TPR has published two tables that explain with greater granulatiry what is going on

Table  0ne shows that there are now less than 400 pension schemes with DC membership of more than 1000. Only 140 are of any size at all and as only 38 of these are multi-employer, we can conclude that there are only around 100 single employer DC schemes in the UK with membership over 5000. This is a tiny and shrinking market by scheme size.

Table 2 (below)telling us that there is extreme concentration of membership in these larger schemes, which now account for 21m of us savers. The rest of occupational pension schemes – including all the micros – only accounts for a further 720,000 members.


To properly understand the scale of change, we need to understand the massive shift in the past  11 years from the company pension scheme to the workplace pension scheme where employers participate in master trusts run on a commercial basis.

Not quite the whole story – are workplace GPPs in decline?

Quite a large number of people saving in the workplace using group personal pensions organized by insurance and non-insured SIPP providers. We look to the FCA and ABI to provide us with a better understanding of the dynamics of this market.

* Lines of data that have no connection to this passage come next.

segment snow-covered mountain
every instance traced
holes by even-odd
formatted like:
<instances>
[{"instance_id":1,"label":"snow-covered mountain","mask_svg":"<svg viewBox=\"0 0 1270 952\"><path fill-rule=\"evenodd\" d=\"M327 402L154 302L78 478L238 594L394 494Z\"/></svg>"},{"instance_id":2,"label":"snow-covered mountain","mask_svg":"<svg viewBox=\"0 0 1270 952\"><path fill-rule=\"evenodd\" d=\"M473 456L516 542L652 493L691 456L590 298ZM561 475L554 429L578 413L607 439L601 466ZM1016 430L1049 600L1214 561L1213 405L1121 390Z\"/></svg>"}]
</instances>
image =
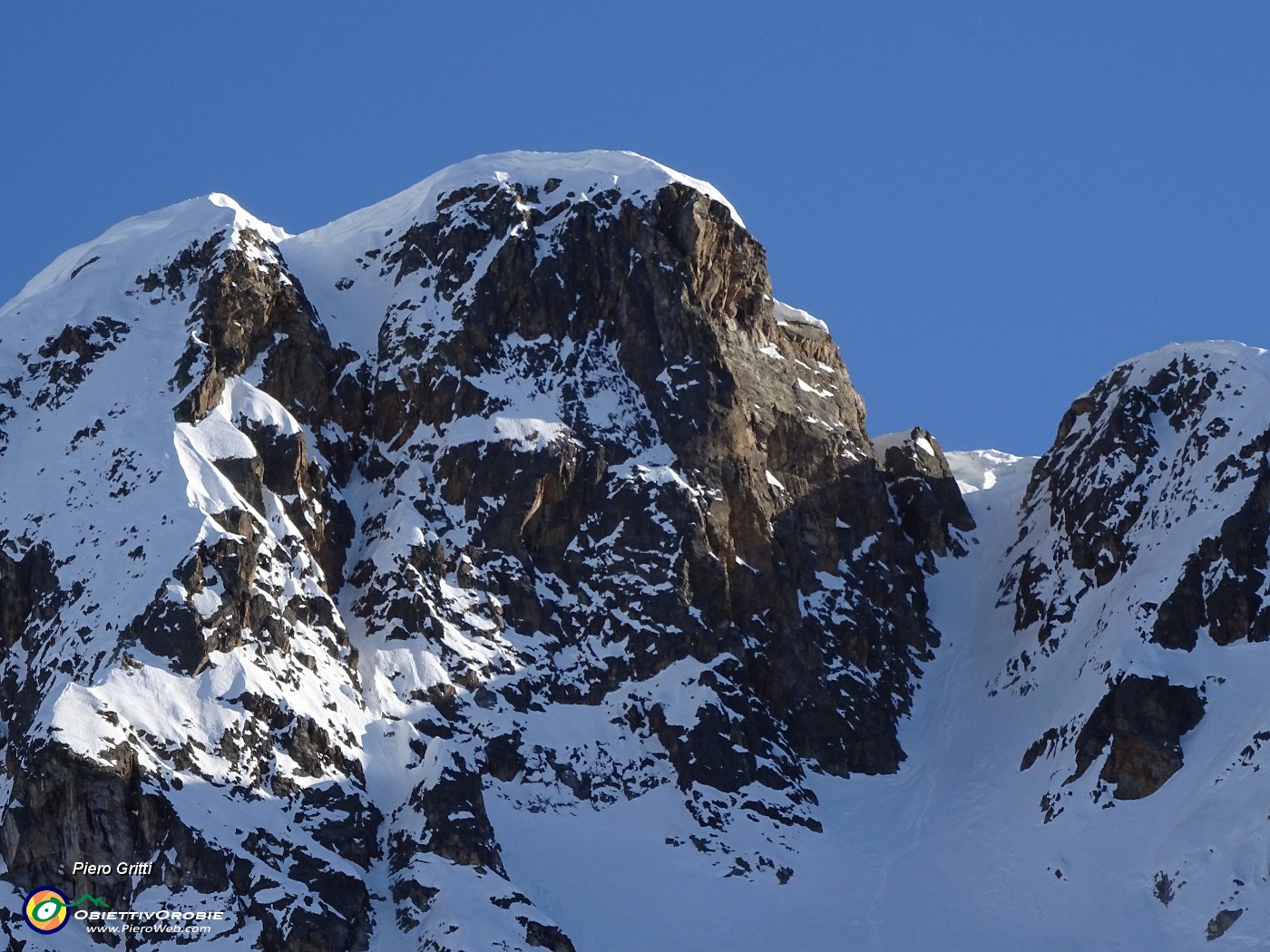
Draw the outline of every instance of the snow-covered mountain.
<instances>
[{"instance_id":1,"label":"snow-covered mountain","mask_svg":"<svg viewBox=\"0 0 1270 952\"><path fill-rule=\"evenodd\" d=\"M123 222L0 310L0 927L1257 947L1267 371L1146 355L1039 461L870 439L737 212L631 154Z\"/></svg>"}]
</instances>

However TPR are able to tell us that there are around 1500 open contract GPPs with around 5.6m of us actively saving into them.

None of the membership statistics above or the financial information below, takes into account this substantial part of the market. The ONS report also excludes personal pension data- even when the personal pensions are part of what the FCA calls “employer schemes”.

My impression is that membership of these schemes is static or in decline. There is always some attrition resulting from corporate activity (failures, mergers etc). This would normally be compensated for by new schemes being set up and by organic growth. However I do not see many new GPPs being tendered for and I see an increasing number of GPPs closing as employers switch to master trusts.

Financial information – where is the money going?

TPR’s report suggests that member’s pots as well as their future contributions are moving to bigger schemes.

The regulator said that reported asset values across non-micro DC schemes, excluding hybrids, were now £87.5bn, an increase of £16bn or 23% since last year and 295% since the beginning of 2012. This is far-short of what is known to be in DC in the UK (hybrids and GPPs carrying a large amount of workplace wealth) but the increase in assets is as a result of fund growth and new contributions (including consolidation from micros, hybrids and contract based workplace schemes.

The small pot problem

TPR report that average assets per member have increased by 10% over the last year – contrasting against a previous trend of decline, which has been running since 2013. Overall, average assets per member have fallen by 75% since the beginning of 2012 when auto-enrolment was just about to start its rollout. This is not as worrying as it sounds, it speaks to huge numbers of new savers with small pots,

This year, the regulator reported that average assets per membership at retirement was £5,300. This is a 3% decrease since the beginning of last year and 73% decrease since the beginning of 2015. This is worrying, showing how little personal consolidation is going on. Most people are reaching retirement with multiple pots, though we can only guess at the total pension wealth of individuals (best guess £35,000) this would suggest that reaching retirement with 6 or 7 pots is common

The total amount transferred into DC schemes decreased by 8% last year, a drop from £4bn to £3.7bn. This includes transfers from defined benefit schemes and other DC occupational and personal schemes. This may be connected with the tightening of rules by the FCA on transfers but also suggests that attempts by the FCA to get advisers to consider workplace pensions as a place to transfer DB and DC rights too, is not happening

It said contributions increased by 41%, compared to a 55% increase the year before and noted that 96% of memberships were invested in the scheme’s default investment strategy. This suggests that the pandemic, an increase in unemployment and the  furlough have had some relative  impact, but this is still a healthy increase in cashflows.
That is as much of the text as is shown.